Local residents have been outspoken in their opposition to three "gathering place" proposals for James and Johns islands and, as a result, the city has abandoned one project on Johns Island and is prepared to do the same for another on James Island, at Folly Road and Riverland Drive.
Those decisions should encourage opponents of the "gathering place" at Maybank Highway to continue efforts for substantive changes on that 22-acre site. Even if it's too late to halt the ongoing development of 5.5 acres for an apartment complex and parking garage, there should be time for revisions to the remainder of the site.
"Gathering place" zoning provides for a dense, multi-use development out of character with the surrounding area.
Objections to the plan have continued unabated since residents became aware of exactly what it would mean for traffic congestion and the scenic landscape. Charleston County Councilman Joe Qualey probably spoke for most of the critics when he described it as "the poster boy of bad planning."
Councilman Qualey held a meeting last week on the James Island projects at the local town hall, attended by some 125 residents, all of whom apparently opposed the plans. Tim Keane, the city's director of planning, preservation and sustainability, explained the concept and heard the complaints.
And Mr. Keane told us Friday that the city is now prepared to recommend a zoning change for the Folly/Riverland project, planned at an old shopping center adjacent the southeast corner of the intersection.
It's not certain yet what will be recommended, but Mr. Keane says it won't have a comparable density.

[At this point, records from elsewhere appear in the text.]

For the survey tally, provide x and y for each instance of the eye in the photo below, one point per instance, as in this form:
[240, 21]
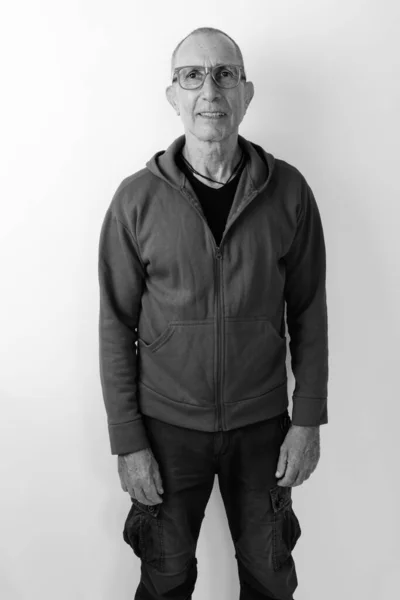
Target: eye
[193, 74]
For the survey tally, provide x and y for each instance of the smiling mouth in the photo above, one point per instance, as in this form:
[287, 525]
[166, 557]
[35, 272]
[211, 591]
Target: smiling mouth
[212, 115]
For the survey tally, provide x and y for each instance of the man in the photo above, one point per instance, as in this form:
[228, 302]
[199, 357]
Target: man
[199, 254]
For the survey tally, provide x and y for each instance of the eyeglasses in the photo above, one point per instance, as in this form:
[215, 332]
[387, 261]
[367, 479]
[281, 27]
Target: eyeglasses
[193, 77]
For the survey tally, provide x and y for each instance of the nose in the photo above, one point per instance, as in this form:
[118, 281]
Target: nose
[210, 90]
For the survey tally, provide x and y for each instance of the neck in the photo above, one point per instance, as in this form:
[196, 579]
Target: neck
[213, 159]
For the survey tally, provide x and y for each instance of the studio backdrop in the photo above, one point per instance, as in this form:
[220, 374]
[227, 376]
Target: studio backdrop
[82, 107]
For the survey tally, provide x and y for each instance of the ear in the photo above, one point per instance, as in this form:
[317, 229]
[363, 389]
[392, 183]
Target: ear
[248, 93]
[171, 97]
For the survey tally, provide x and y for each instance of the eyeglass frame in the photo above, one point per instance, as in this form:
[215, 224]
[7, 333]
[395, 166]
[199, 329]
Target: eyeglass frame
[175, 75]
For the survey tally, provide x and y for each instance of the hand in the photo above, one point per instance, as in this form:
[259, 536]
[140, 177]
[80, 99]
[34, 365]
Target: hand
[299, 455]
[140, 476]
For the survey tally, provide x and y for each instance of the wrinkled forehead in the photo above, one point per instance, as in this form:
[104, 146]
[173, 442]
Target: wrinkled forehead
[206, 50]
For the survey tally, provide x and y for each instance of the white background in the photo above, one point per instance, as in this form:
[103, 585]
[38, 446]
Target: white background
[83, 106]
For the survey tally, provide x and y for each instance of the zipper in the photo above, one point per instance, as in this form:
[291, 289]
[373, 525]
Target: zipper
[220, 320]
[220, 338]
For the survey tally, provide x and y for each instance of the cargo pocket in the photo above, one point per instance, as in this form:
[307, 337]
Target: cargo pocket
[286, 526]
[143, 532]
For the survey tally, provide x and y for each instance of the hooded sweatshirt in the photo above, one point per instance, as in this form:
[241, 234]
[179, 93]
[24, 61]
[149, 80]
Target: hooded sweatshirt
[193, 333]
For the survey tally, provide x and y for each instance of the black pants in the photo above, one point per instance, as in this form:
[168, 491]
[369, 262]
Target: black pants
[261, 519]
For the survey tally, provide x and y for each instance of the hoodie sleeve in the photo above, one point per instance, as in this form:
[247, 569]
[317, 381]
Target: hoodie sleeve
[306, 304]
[121, 276]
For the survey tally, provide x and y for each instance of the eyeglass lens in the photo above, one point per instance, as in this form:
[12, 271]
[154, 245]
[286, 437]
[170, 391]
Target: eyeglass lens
[224, 76]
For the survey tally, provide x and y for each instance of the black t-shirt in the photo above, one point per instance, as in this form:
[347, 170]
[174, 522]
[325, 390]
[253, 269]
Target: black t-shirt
[216, 202]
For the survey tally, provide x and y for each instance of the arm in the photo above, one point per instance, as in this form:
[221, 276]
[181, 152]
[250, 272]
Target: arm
[305, 295]
[121, 276]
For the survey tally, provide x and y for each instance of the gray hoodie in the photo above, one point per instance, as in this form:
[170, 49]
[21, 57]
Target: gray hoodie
[192, 333]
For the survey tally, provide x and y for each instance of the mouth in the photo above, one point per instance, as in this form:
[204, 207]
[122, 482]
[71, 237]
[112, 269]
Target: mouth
[212, 114]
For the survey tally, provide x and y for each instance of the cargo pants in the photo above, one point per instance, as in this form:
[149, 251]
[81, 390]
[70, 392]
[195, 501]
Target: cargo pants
[262, 523]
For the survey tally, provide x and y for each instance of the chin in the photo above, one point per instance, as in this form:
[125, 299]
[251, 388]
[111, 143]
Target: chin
[211, 133]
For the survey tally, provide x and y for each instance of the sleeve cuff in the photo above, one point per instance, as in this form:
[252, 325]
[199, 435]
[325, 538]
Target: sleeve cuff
[128, 437]
[309, 411]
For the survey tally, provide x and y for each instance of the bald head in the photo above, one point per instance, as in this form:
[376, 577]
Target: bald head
[205, 39]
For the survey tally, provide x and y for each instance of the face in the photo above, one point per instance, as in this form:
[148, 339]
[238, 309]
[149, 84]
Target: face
[209, 50]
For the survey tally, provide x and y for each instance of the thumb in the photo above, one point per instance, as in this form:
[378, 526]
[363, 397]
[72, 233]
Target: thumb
[158, 481]
[280, 469]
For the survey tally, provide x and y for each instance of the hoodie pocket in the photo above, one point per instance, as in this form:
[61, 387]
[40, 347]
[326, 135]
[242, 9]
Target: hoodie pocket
[255, 358]
[179, 363]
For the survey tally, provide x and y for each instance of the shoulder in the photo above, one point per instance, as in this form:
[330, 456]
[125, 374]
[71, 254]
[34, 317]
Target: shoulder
[132, 192]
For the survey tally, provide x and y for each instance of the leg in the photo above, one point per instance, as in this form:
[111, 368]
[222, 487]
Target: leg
[164, 536]
[263, 525]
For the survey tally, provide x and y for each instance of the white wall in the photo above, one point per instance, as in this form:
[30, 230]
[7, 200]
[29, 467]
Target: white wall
[83, 106]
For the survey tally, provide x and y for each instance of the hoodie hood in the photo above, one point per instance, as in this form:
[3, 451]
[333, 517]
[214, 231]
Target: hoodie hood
[259, 166]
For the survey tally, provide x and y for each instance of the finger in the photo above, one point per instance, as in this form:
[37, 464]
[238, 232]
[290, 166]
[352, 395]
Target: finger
[158, 482]
[151, 494]
[290, 475]
[139, 496]
[282, 461]
[299, 479]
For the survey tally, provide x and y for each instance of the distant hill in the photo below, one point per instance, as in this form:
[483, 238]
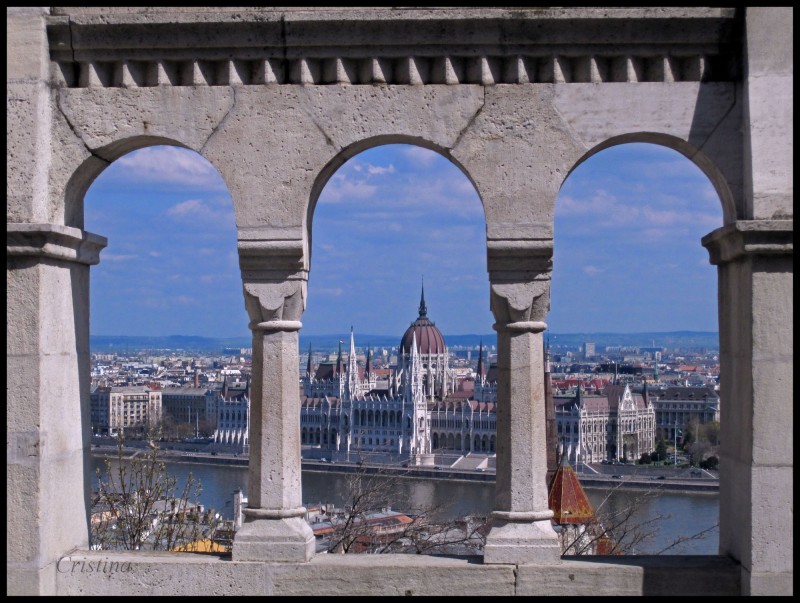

Clearly, that's the right response to public complaints about a site along an already congested highway. That portion of Folly Road experiences major tie-ups with summer beach traffic.
Meanwhile, the traffic situation on Maybank Highway similarly should encourage major revisions in that gathering place. Road congestion will increase with the addition of a major apartment complex.
And if more apartments are built on the remaining property - certainly a possibility - traffic will get that much worse.
Residents also object to the removal of scenic roadside trees to accommodate the development, noting that the original plan presented to the public included a tree-lined highway with a substantial buffer to development.
Mr. Keane acknowledges the continuing opposition, saying, "I understand that people don't like apartments, they don't like the density, they don't like the traffic."
But the city feels differently. "We are pleased with the direction of it," he said, adding that the Maybank project is "ideal for what its zoned for."
The city's response to the public opposition will include landscaping and traffic improvements with better bike, pedestrian and transit access, he said.
Those should generally be goals for a livable city, but they won't make up for the shortcomings of the gathering place concept at this site, any more than alterations substantively improved the plans for another dense project initially planned adjacent the Angel Oak on Johns Island.
That proposal was turned around by a grassroots campaign to acquire that the property as a park. Ultimately, even the city got on board.
City Council should make revisions to the Maybank site to limit potential problems there. That shouldn't be a major undertaking since about two-thirds of the site doesn't yet have a plan for its development.
Mr. Qualey said the gathering place idea is strongly opposed by town, city and public service district residents on James Island.
The city has acknowledged the opposition with plans to alter the designation for the Folly Road site.
It should follow up with revisions to the remainder of the Maybank site to forestall problems there.